La taxe GAFA franchit une nouvelle étape en France: une portée plus que symbolique

Hier à l'Assemblée, les députés français ont voté en faveur d'un texte qui doit instaurer une taxe Gafa. À défaut de décision au niveau de l'Union européenne, la France a voulu prendre les devants. Ses détracteurs ne la voient pas comme assez ambitieuse. Mais elle suscite toutes les craintes aux États-Unis, ce qui est plutôt bon signe.

Les tensions économiques entre la Chine et les États-Unis à peine calmées, que le pays de l'Oncle Sam s'inquiète de l'avancée de la taxe Gafa en Europe et plus particulièrement en France. Les députés français ont voté ce lundi en première lecture l'article du projet de loi qui doit mettre en place la fameuse taxe. Elle concerne les géants du numérique et touche donc fatalement le pays du président Donald Trump.

Une trentaine de géants du web sont concernés. D'Amazon à Airbnb en passant par Instagram, Meetic ou le français Criteo, sans oublier Facebook, Apple et Google bien sûr. La taxe concerne le chiffre d'affaires sur les activités numériques de ces entreprises et non leurs bénéfices. Un CA qui doit être de 750 millions d'euros dans le monde et de 25 millions d'euros en France. La taxe doit rapporter 400 millions d'euros en 2019 et 650 millions en 2020-2022. L'objectif est de taxer à hauteur de 3% du chiffre d'affaires sur la publicité en ligne ciblée, la vente de données à des fins publicitaires et la mise en relation des internautes par les plateformes.

Symbolique?

Voilà pour la théorie. Dans les faits, cette taxe est critiquée pour sa portée plus symbolique qu'efficace. Notamment par la France insoumise qui la juge "trop peu ambitieuse". Tout comme l'ONG altermondialiste Attac qui, comme Oxfam, constate que la plupart du chiffre d'affaires de ces entreprises ne concerne pas le numérique justement. Quand ce chiffre d'affaires est déclaré en tout cas, ce qui n'est pas le cas pour les 3/4 qui s'en vont dans les paradis fiscaux selon l'association. Pour eux, c'est clair, la taxe Gafa est "symbolique et cosmétique, elle ne réglera en rien l’évasion fiscale.

À droite au contraire, les Républicains y voient un frein à l'activité économique, car la taxe touche aussi les sociétés françaises.

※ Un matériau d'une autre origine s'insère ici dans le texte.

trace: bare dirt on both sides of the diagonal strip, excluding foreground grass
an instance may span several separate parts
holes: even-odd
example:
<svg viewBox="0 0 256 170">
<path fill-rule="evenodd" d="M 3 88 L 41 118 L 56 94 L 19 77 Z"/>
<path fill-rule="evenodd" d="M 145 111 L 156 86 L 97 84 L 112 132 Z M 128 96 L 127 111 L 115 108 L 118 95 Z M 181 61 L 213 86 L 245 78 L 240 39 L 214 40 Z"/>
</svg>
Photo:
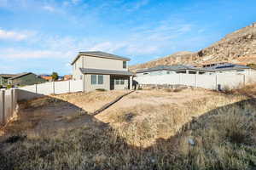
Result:
<svg viewBox="0 0 256 170">
<path fill-rule="evenodd" d="M 130 108 L 139 105 L 152 107 L 165 104 L 182 106 L 188 101 L 211 97 L 214 94 L 204 89 L 184 89 L 177 93 L 165 90 L 139 90 L 125 96 L 97 115 L 96 119 L 90 118 L 93 111 L 100 109 L 103 105 L 125 93 L 128 91 L 94 91 L 86 94 L 61 94 L 34 99 L 20 105 L 17 120 L 9 123 L 3 131 L 7 134 L 49 135 L 49 133 L 54 134 L 84 125 L 94 126 L 96 120 L 103 123 L 113 122 L 111 117 L 114 116 L 114 113 L 123 111 L 125 108 L 129 111 Z"/>
</svg>

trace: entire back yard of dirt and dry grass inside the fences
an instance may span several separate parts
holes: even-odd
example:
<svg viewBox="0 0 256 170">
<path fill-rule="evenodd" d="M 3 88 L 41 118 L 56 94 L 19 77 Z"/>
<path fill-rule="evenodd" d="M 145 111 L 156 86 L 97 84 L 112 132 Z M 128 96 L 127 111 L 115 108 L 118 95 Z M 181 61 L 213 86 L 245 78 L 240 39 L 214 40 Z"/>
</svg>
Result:
<svg viewBox="0 0 256 170">
<path fill-rule="evenodd" d="M 20 104 L 0 169 L 253 169 L 254 86 L 62 94 Z"/>
</svg>

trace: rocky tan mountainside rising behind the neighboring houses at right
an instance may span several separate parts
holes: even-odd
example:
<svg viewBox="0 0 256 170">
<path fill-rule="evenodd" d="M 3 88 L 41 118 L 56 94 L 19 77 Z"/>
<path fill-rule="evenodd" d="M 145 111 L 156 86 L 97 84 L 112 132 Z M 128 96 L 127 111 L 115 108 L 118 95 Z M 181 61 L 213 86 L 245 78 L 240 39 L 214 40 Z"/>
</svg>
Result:
<svg viewBox="0 0 256 170">
<path fill-rule="evenodd" d="M 140 65 L 131 65 L 131 71 L 156 65 L 202 65 L 215 62 L 256 64 L 256 23 L 232 32 L 210 47 L 199 52 L 178 52 Z"/>
</svg>

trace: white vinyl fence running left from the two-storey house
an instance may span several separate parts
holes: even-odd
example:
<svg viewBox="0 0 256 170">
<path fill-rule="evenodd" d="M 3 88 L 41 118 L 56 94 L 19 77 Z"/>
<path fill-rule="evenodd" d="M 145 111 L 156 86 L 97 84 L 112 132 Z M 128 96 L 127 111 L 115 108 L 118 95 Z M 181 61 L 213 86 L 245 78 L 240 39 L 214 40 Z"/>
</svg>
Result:
<svg viewBox="0 0 256 170">
<path fill-rule="evenodd" d="M 49 94 L 67 94 L 84 91 L 83 80 L 69 80 L 62 82 L 44 82 L 18 88 L 18 100 L 34 99 Z"/>
</svg>

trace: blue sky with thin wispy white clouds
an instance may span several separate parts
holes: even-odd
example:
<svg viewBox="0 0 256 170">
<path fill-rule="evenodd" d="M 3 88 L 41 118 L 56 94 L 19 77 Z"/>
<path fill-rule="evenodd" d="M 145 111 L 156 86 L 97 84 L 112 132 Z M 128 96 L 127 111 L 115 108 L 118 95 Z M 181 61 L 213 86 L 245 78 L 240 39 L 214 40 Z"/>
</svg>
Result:
<svg viewBox="0 0 256 170">
<path fill-rule="evenodd" d="M 0 73 L 71 73 L 79 51 L 130 65 L 198 51 L 255 22 L 255 0 L 0 0 Z"/>
</svg>

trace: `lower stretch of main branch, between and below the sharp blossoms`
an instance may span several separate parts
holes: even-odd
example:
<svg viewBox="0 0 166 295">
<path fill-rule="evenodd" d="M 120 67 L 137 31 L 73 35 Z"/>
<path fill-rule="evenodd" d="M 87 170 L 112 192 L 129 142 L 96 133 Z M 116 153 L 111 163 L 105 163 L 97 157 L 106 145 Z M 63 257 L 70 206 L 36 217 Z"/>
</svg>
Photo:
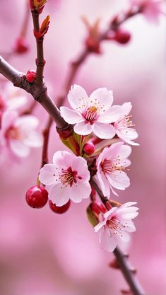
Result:
<svg viewBox="0 0 166 295">
<path fill-rule="evenodd" d="M 107 197 L 104 197 L 102 194 L 102 191 L 98 187 L 97 183 L 93 178 L 91 178 L 90 182 L 93 184 L 93 187 L 95 188 L 97 194 L 99 195 L 101 201 L 106 205 L 107 202 L 109 202 L 109 199 Z M 121 270 L 121 272 L 124 274 L 124 278 L 126 279 L 126 282 L 129 284 L 129 287 L 134 295 L 144 295 L 143 288 L 141 287 L 141 284 L 138 282 L 138 279 L 136 278 L 136 271 L 133 267 L 131 267 L 131 264 L 128 260 L 128 255 L 124 254 L 119 250 L 119 248 L 116 248 L 114 250 L 114 255 L 117 259 L 117 265 L 118 268 Z"/>
</svg>

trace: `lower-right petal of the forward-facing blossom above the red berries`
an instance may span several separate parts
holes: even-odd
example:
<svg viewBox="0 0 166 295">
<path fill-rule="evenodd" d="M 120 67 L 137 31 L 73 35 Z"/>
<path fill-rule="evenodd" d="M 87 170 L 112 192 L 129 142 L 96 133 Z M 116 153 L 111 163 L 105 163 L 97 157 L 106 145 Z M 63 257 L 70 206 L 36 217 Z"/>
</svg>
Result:
<svg viewBox="0 0 166 295">
<path fill-rule="evenodd" d="M 90 196 L 90 183 L 78 182 L 73 184 L 70 189 L 70 199 L 75 203 L 80 203 L 82 199 L 87 199 Z"/>
</svg>

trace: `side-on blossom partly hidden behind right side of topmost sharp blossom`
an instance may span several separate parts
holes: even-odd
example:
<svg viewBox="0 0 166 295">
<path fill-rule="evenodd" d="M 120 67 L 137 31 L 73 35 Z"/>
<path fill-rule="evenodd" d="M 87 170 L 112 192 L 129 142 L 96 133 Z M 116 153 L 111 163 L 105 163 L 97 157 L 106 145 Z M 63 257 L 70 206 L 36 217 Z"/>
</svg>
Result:
<svg viewBox="0 0 166 295">
<path fill-rule="evenodd" d="M 124 103 L 123 105 L 121 105 L 121 108 L 123 110 L 123 116 L 114 123 L 117 136 L 125 141 L 127 144 L 138 146 L 139 144 L 133 141 L 133 139 L 136 139 L 138 137 L 138 133 L 136 132 L 136 129 L 131 128 L 134 127 L 134 124 L 131 121 L 132 116 L 129 116 L 132 105 L 131 103 Z"/>
</svg>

Alors que le gouvernement a promis dans le même temps de baisser l'impôt sur les sociétés de 33,3% à 25%, il s'agit selon Laurent Vauquier, chef des Républicains, "de l'arbre qui cache la forêt".

Valeur d'exemple

A priori, cette taxe a en effet tout d'une taxe symbolique. Elle dépend de la volonté des grandes entreprises de déclarer leurs chiffres d'affaires. Des entreprises qui pourraient décider de la contourner en inventant de nouveaux moyens pour optimiser leur évasion fiscale. Sans oublier que cette loi est en train d'être votée dans un contexte particulier de révolte sociale. Le président Macron est à la recherche du moindre symbole pour calmer les foules.

Mais cette taxe a aussi valeur d'exemple, c'est pour cela qu'elle est tant redoutée par le président Donald Trump. Car la France, au départ ne devait pas être seule. Ce texte sur la taxe Gafa s'inspire d'un projet européen au mois de mars, mais qui devait récolter l'unanimité. Or l'Irlande, la Suède, le Danemark et la Finlande, plus directement touchés ou craignant les représailles américaines, ont voté contre. Les ministres européens ont donc renvoyé la patate chaude à l'OCDE pour mettre en place une taxe internationale similaire à l'horizon 2020. Si pas, le projet retournera au niveau européen.

Mike Pompeo, le ministre des Affaires étrangères de Donald Trump, juge cette taxe "extrêmement discriminatoire à l'égard des multinationales basées aux États-Unis". Difficile de lui donner tort. Mais cette taxe peut aussi servir de levier aux Européens. Dans un contexte économique tendu où Donald Trump menace de taxer les importations de voitures.

Europe unie?

Que les pays d'Europe s'entendent, cela a toujours été la grande crainte des États-Unis. La France a d'ailleurs déjà fait savoir qu'elle retirerait sa taxe nationale si un accord était trouvé à un échelon plus haut. À ce moment-là, la taxe Gafa aura bien plus qu'une portée symbolique. Rappelons qu'en Belgique, un projet de loi a été déposé par le cdH, mais rejeté par l'Open VLD et la N-VA, le MR et le CD&V s'étant abstenu.

En France, la taxe Gafa n'est pas encore en application. Elle fait partie d'un projet de loi plus important sur l'impôt des sociétés et sur lequel les députés doivent encore se prononcer.